Blue–green glow of the polka-dot tree frogs may help them to ’chat’ with each other
The first fluorescent frogs have been discovered in South America. The green fluorescence is due to a compound found in the lymph and skin glands of the polka-dot tree frog (Hypsiboas punctatus). At twilight, the phenomenon enhances the frogs’ brightness and may help them communicate with each other.
Fluorescence has previously been reported in fish, scorpions and birds, but never amongst the 7000 plus species of amphibians. The blue–green glow of the polka-dot tree frog was observed when they were under UV light and is linked to a new fluorescent compound, not previously known in nature. The compound absorbs light in the violet–ultraviolet region and emits blue–green light.
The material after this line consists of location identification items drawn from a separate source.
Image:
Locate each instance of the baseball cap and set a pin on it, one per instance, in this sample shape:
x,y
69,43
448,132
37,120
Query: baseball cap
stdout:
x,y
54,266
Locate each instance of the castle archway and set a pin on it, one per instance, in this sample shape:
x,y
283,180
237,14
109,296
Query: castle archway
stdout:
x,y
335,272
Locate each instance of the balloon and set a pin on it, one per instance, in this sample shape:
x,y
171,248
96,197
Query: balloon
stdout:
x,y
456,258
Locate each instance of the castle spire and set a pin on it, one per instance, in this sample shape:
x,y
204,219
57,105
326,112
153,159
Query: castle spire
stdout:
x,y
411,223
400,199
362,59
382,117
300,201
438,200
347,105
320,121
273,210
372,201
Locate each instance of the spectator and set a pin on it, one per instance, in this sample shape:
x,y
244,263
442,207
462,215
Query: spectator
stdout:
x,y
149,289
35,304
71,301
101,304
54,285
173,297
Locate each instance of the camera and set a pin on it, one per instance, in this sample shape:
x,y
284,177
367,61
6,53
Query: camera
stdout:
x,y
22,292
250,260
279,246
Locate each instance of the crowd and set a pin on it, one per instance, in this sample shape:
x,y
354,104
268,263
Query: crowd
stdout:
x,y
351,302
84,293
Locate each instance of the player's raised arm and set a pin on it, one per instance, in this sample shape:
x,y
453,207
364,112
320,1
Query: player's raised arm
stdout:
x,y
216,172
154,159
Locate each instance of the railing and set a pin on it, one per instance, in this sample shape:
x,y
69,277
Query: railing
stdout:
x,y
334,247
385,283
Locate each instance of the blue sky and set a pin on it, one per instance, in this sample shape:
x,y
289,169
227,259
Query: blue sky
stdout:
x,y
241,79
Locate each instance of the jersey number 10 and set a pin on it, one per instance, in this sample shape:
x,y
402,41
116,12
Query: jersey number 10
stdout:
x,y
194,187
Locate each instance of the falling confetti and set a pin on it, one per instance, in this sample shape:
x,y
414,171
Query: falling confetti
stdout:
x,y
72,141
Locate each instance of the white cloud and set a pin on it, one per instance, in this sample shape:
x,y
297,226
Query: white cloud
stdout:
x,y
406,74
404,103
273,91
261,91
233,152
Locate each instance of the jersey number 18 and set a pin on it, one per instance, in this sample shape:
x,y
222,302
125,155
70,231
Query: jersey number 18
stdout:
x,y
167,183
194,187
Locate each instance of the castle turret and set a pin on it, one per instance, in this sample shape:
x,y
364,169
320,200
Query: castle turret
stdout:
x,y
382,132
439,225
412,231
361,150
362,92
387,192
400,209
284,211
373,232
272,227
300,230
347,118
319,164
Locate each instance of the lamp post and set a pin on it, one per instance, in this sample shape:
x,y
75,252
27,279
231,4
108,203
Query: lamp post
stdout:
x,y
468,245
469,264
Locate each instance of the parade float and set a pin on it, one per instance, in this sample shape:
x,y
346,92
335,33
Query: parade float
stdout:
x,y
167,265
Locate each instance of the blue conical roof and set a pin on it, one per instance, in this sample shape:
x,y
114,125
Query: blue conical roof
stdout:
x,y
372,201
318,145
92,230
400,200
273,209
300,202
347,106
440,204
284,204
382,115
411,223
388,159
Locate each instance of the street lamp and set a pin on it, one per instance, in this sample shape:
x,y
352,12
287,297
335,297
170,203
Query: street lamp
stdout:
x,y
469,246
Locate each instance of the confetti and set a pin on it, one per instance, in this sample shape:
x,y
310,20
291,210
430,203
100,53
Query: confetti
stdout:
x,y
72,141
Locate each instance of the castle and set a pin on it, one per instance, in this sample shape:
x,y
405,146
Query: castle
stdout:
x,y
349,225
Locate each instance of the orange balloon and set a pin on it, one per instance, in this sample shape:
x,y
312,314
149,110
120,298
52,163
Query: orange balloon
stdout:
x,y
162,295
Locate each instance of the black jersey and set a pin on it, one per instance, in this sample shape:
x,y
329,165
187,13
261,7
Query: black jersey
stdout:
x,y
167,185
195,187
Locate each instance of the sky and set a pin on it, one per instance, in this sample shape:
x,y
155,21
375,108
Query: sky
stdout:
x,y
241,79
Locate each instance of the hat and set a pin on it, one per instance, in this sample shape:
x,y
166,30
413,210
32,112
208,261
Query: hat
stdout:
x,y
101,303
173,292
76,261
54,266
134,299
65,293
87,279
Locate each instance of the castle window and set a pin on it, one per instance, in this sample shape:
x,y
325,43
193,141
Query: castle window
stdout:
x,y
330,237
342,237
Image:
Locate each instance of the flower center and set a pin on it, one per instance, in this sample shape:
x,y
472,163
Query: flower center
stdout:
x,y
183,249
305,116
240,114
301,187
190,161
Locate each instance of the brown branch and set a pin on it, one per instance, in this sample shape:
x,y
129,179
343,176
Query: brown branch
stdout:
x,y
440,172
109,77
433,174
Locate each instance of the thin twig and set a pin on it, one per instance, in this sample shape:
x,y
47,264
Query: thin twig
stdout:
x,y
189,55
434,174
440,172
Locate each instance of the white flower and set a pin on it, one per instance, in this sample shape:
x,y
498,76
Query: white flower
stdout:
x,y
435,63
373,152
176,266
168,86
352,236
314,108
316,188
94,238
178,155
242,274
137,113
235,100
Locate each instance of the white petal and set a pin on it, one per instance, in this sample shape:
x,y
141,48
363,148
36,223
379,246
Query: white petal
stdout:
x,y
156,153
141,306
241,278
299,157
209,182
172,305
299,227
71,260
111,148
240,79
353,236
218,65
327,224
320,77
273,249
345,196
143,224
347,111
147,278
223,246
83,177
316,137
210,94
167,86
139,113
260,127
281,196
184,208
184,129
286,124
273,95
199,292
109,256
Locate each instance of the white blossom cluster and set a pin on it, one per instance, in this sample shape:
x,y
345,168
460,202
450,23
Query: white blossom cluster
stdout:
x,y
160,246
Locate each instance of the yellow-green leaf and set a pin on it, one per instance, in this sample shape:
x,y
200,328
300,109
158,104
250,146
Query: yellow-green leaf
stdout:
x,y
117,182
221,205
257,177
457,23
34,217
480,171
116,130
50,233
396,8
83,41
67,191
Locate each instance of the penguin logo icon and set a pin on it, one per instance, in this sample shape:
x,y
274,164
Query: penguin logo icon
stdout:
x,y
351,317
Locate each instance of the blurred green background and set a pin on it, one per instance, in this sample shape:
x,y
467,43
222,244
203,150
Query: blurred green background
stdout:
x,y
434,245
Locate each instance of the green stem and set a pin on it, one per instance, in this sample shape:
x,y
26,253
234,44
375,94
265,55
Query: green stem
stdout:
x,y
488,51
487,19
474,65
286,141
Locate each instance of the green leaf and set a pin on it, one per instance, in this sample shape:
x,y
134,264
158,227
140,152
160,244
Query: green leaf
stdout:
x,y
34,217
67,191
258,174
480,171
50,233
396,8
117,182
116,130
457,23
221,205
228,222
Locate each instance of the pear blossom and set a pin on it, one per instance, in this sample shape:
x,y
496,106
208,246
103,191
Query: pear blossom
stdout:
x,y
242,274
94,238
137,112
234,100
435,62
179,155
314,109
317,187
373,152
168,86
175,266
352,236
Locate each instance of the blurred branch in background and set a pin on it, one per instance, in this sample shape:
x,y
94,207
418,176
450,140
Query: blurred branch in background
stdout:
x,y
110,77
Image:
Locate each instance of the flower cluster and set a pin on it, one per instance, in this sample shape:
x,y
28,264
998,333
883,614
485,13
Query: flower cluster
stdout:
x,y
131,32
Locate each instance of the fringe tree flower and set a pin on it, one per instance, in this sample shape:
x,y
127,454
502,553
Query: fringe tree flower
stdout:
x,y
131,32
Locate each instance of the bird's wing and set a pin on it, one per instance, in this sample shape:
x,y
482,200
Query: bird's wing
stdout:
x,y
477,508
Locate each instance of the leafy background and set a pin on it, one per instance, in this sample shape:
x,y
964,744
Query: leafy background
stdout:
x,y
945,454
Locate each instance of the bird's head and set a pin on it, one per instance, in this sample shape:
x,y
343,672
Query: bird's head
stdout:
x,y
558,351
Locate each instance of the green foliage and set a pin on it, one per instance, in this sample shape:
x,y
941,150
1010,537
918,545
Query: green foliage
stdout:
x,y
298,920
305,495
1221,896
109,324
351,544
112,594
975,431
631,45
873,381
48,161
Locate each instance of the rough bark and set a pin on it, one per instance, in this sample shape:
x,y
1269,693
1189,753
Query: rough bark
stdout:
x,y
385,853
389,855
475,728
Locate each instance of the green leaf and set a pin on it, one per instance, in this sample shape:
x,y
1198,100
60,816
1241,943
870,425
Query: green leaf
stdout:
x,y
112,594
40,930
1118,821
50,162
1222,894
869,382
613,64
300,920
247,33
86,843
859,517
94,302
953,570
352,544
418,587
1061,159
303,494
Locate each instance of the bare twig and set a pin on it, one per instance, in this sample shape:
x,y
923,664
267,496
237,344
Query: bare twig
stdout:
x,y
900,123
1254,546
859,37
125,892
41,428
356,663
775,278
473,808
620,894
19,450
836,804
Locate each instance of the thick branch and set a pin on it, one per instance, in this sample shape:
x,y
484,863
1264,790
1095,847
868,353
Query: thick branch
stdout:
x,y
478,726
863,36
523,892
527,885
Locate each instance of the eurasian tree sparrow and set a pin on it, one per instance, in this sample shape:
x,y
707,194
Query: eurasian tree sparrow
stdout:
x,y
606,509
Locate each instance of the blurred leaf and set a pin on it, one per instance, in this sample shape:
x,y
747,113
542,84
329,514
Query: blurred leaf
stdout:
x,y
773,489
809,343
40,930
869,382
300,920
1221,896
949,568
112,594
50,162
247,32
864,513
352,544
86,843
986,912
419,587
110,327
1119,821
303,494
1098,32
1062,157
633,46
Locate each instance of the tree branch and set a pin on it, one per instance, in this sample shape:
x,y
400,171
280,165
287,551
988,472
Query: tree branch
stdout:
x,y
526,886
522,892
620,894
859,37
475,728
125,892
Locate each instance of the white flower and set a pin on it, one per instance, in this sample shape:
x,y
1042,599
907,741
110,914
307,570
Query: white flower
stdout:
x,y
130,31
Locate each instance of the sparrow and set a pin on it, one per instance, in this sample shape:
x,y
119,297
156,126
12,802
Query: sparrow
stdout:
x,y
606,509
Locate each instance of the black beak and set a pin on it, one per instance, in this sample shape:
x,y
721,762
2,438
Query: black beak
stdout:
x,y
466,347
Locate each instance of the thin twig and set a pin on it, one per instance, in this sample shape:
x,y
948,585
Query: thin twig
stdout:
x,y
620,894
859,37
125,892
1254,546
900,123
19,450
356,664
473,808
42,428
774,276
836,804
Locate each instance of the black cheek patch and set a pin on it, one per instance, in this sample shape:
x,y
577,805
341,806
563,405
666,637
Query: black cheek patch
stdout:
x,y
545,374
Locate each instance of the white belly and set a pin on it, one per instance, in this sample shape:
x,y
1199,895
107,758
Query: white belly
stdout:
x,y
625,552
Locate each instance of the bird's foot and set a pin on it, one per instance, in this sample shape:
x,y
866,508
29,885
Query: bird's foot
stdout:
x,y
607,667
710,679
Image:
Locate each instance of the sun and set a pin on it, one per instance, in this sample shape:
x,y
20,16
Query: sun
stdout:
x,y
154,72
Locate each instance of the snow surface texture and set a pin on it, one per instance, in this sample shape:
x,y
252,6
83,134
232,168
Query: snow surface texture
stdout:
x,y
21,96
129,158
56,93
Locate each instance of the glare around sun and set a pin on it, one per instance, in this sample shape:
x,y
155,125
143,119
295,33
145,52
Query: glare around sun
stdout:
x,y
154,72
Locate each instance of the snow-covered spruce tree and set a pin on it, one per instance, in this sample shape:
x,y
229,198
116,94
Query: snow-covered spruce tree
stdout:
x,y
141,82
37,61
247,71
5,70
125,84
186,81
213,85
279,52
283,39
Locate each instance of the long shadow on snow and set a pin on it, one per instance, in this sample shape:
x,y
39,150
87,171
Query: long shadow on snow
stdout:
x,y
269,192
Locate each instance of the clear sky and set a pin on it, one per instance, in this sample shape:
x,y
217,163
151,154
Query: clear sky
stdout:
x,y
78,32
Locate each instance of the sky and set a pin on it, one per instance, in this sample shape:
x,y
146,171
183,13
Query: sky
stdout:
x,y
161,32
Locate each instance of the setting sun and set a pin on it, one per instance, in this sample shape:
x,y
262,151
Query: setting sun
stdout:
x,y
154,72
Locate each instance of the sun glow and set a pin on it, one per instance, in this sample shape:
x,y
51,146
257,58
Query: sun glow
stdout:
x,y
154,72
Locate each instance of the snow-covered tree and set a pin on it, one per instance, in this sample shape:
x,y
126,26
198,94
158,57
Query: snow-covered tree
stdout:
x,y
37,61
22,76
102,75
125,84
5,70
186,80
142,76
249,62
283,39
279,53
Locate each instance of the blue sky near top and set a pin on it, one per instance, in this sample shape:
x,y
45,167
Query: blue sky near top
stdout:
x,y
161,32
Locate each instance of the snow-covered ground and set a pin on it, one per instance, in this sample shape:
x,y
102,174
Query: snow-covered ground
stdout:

Time-of-flight mass spectrometry showed that the main fluorescent compound was the molecule Hyloin-L1. NMR revealed an N-methyl-dihydroisoquinolinone core.
‘It is basically a benzamide with a methoxy group added on, which makes the absorption band fall on the edge of the visible spectrum,’ notes Andrew Beeby at Durham University, UK, who was not involved in the study. He adds that this ‘DayGlow frog’ adds to our growing awareness of bioluminescence. The isoquinolinone structure has never before been described in any animals, only in plants. The chromophore seems to be the cyclic benzamide.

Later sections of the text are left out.